* [PATCH] md: md_open returns -EBUSY when entering racing area
@ 2021-04-03 3:01 Zhao Heming
2021-04-03 16:11 ` Christoph Hellwig
0 siblings, 1 reply; 3+ messages in thread
From: Zhao Heming @ 2021-04-03 3:01 UTC (permalink / raw)
To: linux-raid, song, hch
Cc: Zhao Heming, guoqing.jiang, lidong.zhong, xni, neilb, colyli
commit d3374825ce57 ("md: make devices disappear when they are no longer
needed.") introduced protection between mddev creating & removing. The
md_open shouldn't create mddev when all_mddevs list doesn't contain
mddev.
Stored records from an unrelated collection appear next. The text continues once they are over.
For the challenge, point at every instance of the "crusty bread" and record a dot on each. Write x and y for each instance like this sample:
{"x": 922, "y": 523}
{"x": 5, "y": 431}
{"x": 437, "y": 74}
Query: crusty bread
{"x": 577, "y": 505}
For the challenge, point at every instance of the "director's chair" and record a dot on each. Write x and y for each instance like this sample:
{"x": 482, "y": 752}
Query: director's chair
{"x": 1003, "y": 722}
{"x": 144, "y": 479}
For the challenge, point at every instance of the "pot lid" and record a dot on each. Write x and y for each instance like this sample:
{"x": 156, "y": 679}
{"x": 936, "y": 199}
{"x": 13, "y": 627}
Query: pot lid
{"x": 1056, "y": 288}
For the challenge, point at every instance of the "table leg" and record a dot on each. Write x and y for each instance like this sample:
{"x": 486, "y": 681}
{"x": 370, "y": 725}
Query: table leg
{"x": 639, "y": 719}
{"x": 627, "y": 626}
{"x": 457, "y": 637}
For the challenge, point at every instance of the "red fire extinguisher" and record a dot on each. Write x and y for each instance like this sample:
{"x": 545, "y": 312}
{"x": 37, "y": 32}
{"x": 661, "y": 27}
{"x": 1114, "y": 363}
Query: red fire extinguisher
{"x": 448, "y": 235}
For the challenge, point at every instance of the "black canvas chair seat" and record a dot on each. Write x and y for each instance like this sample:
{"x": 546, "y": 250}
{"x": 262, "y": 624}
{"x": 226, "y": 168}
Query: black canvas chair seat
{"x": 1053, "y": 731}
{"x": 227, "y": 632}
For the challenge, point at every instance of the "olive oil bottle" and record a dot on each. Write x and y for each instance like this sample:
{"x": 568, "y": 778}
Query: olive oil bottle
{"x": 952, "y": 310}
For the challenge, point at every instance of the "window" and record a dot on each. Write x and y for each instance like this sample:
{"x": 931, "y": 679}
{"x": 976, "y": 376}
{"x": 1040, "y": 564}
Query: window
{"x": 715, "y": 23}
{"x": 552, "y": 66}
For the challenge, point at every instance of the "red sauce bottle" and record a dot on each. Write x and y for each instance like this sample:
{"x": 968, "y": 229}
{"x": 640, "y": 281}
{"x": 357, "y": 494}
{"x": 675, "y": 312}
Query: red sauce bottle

With currently code logic, there will be very easy to trigger
soft lockup in non-preempt env.
This patch changes md_open returning from -ERESTARTSYS to -EBUSY, which
will break the infinitely retry when md_open enter racing area.
This patch is partly fix soft lockup issue, full fix needs mddev_find
is split into two functions: mddev_find & mddev_find_or_alloc. And
md_open should call new mddev_find (it only does searching job).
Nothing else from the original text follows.